Friday, November 11, 2016

Parashat Lech L'cha

            Shabbat Shalom! This week’s Torah portion is Parashat Lech L’cha, in which our ancestors Avram and Sarai are called to be God to begin their journey, to where they do not know. The Ramban, a slightly lesser known contemporary to Rambam who was also a wise rabbi, Torah commentator, and physician, interpreted the verse, “To the land that I will show you,” as meaning that Avram and Sarai “wandered aimlessly from nation to nation and kingdom to kingdom, til [they] reached Canaan, when God told [Avram] “To your seed I shall give this land… Before that, he did not yet know that that land was the subject of the command.”
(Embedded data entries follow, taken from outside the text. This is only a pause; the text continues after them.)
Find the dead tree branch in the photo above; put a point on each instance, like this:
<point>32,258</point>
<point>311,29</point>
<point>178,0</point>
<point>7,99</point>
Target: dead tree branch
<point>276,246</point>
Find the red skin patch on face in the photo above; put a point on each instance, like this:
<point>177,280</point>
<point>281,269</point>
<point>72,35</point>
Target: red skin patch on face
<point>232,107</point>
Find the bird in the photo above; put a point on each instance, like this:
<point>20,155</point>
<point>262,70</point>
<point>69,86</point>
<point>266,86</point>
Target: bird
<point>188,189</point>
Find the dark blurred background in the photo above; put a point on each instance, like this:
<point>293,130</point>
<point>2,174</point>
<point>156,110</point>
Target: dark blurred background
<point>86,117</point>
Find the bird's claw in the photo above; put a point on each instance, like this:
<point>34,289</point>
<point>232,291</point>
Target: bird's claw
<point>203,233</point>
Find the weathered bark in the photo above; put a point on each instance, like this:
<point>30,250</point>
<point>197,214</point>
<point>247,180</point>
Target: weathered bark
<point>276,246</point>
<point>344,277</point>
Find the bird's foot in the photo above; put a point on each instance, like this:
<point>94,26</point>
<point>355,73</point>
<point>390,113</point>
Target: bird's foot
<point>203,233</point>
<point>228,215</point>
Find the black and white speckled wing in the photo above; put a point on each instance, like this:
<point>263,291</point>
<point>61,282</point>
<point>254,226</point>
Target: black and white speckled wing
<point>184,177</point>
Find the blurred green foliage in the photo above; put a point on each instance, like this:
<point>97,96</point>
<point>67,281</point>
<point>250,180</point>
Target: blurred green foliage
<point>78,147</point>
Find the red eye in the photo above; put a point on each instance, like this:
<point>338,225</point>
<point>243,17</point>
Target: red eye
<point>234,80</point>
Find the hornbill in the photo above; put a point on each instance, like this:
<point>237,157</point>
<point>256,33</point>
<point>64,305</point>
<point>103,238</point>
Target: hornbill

            To illustrate this aimlessness to the second graders at Gesher this week, we went wandering around the grounds on Wednesday afternoon. I asked the line leader of the week to pick a place, and we walked out to the soccer fields. Then I asked another student to pick a place, and we walk to a muddy pond where the students sometimes do experiments for their natural science classes. I asked another student to pick a place, and he led us on a particularly roundabout journey to the labyrinth in the wooded area behind the school that another rabbi at the school had built with the middle schoolers. I asked him if it was so roundabout because he hadn’t decided on a destination before he asked to be the next leader, but he said the labyrinth was his goal the whole time but he forgot the way. Luckily one of his classmates is the daughter of the rabbi who built it so she was able to redirect him when he needed help. At one point in the woods, we lost the path, and although they’re not so thick and we weren’t so deep, we did get a bit turned around and couldn’t find a way out that wouldn’t mean stomping over pricker bushes. The sky got dark and the wind picked up, and for a moment some of the students were frightened. We found a path without prickers, although it still wasn’t the way we had come into the woods, and hurried back inside before the rain started.
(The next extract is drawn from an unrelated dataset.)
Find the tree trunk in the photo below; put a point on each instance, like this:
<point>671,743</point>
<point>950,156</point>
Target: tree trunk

            I asked the 2nd graders who else they could think of that might feel lost and scared, aimless and unsure of where to find shelter, the way that Abraham did and they way that they did ever so briefly on our wander-about. Immediately, several hands shot into the air, and they named homeless people, poor people who are at risk to have their homes taken away, and refugees. They told me some stories about their grandparents and great-grandparents who had escaped from the Holocaust, though they didn’t know many details. Although modern commentator Avivah Gottlieb Zornberg remind us that Avram is explicitly not a refugee, the connection the students made was clear to me. Unlike Adam and Eve expelled from the Garden of Eden, Cain sent away from his family, the people of Babel dispersed, the later Israelites exiled to Babylon, Avram is not threatened or forced out of his home in Ur. He is called upon to begin a sacred journey to a holy Promised Land. But like Avram, many refugees must travel without a sure destination, wandering from nation to nation and kingdom to kingdom until they reach a place that is revealed to them as a holy Promised Land, a place where they can be safe to worship who they like and be who they are, a place to call home.
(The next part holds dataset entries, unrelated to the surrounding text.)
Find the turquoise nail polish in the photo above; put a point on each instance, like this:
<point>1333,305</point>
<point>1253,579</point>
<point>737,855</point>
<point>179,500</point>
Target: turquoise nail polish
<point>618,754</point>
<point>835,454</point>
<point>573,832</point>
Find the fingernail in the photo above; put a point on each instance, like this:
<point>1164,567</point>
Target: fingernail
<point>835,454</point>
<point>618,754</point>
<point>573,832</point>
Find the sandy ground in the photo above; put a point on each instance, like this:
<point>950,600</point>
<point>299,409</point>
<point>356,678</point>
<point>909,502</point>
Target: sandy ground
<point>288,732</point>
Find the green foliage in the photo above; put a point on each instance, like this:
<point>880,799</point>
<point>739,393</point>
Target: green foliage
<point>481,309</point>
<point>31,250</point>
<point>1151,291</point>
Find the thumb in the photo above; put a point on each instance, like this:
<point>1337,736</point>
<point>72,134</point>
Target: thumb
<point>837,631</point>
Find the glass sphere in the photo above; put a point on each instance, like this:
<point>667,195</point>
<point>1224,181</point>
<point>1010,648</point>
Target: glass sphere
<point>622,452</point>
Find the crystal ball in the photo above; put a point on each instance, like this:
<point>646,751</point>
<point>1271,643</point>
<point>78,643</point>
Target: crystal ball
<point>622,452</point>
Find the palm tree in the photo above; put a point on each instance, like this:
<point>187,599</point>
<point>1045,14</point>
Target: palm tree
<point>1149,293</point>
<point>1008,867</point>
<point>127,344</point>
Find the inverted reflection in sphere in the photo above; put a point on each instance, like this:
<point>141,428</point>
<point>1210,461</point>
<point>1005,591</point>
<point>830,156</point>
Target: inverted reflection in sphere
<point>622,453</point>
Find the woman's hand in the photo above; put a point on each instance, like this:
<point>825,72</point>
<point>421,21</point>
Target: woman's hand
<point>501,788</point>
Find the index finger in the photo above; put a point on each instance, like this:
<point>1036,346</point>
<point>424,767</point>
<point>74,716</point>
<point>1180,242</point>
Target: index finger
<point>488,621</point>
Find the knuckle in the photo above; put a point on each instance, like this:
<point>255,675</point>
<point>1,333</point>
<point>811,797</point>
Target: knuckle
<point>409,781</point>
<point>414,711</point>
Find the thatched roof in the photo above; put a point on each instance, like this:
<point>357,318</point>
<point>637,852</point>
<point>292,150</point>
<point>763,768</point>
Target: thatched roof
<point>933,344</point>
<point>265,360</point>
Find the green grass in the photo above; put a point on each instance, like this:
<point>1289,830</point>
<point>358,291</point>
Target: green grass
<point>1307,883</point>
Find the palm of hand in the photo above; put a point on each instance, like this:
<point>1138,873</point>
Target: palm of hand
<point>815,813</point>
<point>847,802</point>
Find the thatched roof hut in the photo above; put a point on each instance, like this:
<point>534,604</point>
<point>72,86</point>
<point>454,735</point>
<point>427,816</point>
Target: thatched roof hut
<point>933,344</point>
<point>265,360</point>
            As Jews who know what it is to feel the fear of persecution, to grow up being told to always have a current passport and have some cash hidden, “just in case,” we have a responsibility to help those looking for a safe place, especially those of us who are more secure than others due to class, race, citizen status, gender, sexuality, or whatever other axis of oppression and privilege we claim. It may not be safe to invite strangers into our homes, but there may be a time when someone you know is in need of a warm bed, a hot shower, and some milk money, or some legal help defending their civil liberties. To turn them away would be to dishonor our ancestors, who after being weary travelers themselves, take in weary travelers in the plains of Mamre. And when a situation is such that we cannot directly intercede, there are organizations that can. Donate to a homeless shelter so that they can continue to provide safety for these modern-day sojourners. Volunteer at a soup kitchen so that those pressed between feeding their children and paying their rent don’t have to make the painful decision this month. Learn and spread information about HIAS, formerly known as the Hebrew Immigrant Aid Society, so that those escaping war, famine, and genocide know that there is a safe destination for them and they need not wander aimlessly.
            May we all find our destinations, a place we are called to, a safe space, and when we get there, may we welcome in others with open arms. Amen and Shabbat Shalom.